Reviewing Mekong BK: Authentic Vietnamese in brownstone Brooklyn.
Stepping down into Mekong BK, guests are instantly transported to Vietnam with the aroma of coriander, garlic, ginger, and lemongrass. Set on the first floor of a corner brownstone on the border of the Clinton Hill and Fort Greene neighborhoods in northwestern Brooklyn, Mekong BK is a piece of Vietnam worth seeking out.
Opened by the late Brian Bui, Mekong BK’s Dekalb Avenue spot is the third home to Mekong BK, which first opened on Prince Street in Manhattan and then King Street before being priced out in 2016 and finding a home in Brooklyn in a part of the borough where Vietnamese food is hard to come by. It should also be noted that guests have to step down a few stairs to get into the warm and welcoming restaurant, and they don’t open until 1 p.m. for lunch.
The menu is packed with Vietnamese dishes, including many vegetarian options, including appetizers like crispy vegetarian spring rolls with tofu, mung beans, glass noodles, and mushrooms, served with sweet and spicy dipping sauce, lettuce, and fresh herbs to wrap. Their mains include lightly fried bean curd sautéed with broccoli, peas, mushrooms, Napa cabbage, tomatoes, and onions; crispy seitan with water spinach, onions, and Asian basil; and bun, vermicelli, lettuce, cucumber, fresh herbs, and roasted peanuts topped with crispy vegetarian spring rolls.
The restaurant uses the freshest ingredients, sourcing them daily, and the kitchen team cooks each dish the same day. There’s no antibiotics, hormones, or GMOs in the poultry and the beef is pasture raised and grain finished. Also, none of the dishes come with rice, so if you do want rice, you will have to order it as a side.
Each dish tastes like home cooking, whether it be appetizers (such as spicy crispy chicken wings; fresh summer rolls with lemongrass tofu, lettuce, cucumber, herbs, bean sprouts, and vermicelli, served with peanut dipping sauce; and grilled marinated chicken on a skewer with sesame seeds and peanut dipping sauce), salads (such as shrimp papaya salad with fresh green papaya, carrots, fresh herbs, Asian chili paste, peanuts, and lime served with shrimp chips), or mains (such as pho, bánh mi, and bun).
The bar is well stocked with beer, wine, and cocktails like the Mekong Margarita (Sauza Conmemorativo, Malibu Rum, triple sec, pineapple, and lime juice), Mekong Breeze (Maker’s Mark, Canton Ginger liqueur, tea, and simple syrup), Lychee Martini (Kettle One, lychee juice, and a dash of Crème de Cassis), and Mekong White Russian (Stoli Vanil, Toby’s Estate espresso, and condensed milk).
During our most recent visit for a late lunch, we were sat at a sundrenched table next to a window and were treated to lightning fast service as we are accustomed to at Mekong BK.
We ordered bánh mi, which is a Vietnamese baguette sandwich with roasted pork, pâté, scallion, cucumber, cilantro, pickled carrots, radish, and jalapeño.
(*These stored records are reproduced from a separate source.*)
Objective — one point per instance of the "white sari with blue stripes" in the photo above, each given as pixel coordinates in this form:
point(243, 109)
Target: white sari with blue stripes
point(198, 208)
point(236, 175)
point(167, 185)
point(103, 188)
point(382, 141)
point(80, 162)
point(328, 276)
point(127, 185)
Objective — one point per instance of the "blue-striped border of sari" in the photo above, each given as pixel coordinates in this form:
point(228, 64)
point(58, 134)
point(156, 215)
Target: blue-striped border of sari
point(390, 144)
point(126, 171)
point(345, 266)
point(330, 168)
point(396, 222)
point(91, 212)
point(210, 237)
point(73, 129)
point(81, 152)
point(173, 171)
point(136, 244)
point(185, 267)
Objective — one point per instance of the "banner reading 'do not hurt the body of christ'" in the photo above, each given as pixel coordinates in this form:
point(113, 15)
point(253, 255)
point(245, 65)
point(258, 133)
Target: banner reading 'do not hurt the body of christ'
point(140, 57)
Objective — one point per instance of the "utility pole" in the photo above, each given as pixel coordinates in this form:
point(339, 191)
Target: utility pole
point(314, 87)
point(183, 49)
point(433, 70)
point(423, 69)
We also got bun, which is topped with crispy Vietnamese spring rolls and served with vermicelli, lettuce, pickled carrots and radish, bean sprouts, fresh herbs, and peanuts. We didn’t order appetizers because the portions are so generous.
Each ingredient is flawless from the pungent and tangy nước chấm to the perfectly crisp spring rolls to the warm toasted crushed peanuts, creating a superlative synergy. We complemented our meals with authentic and expertly made ice tea lemonade. Each bite is a multi-sensory trip to Vietnam that keeps us (and soon, you!) coming back month after month.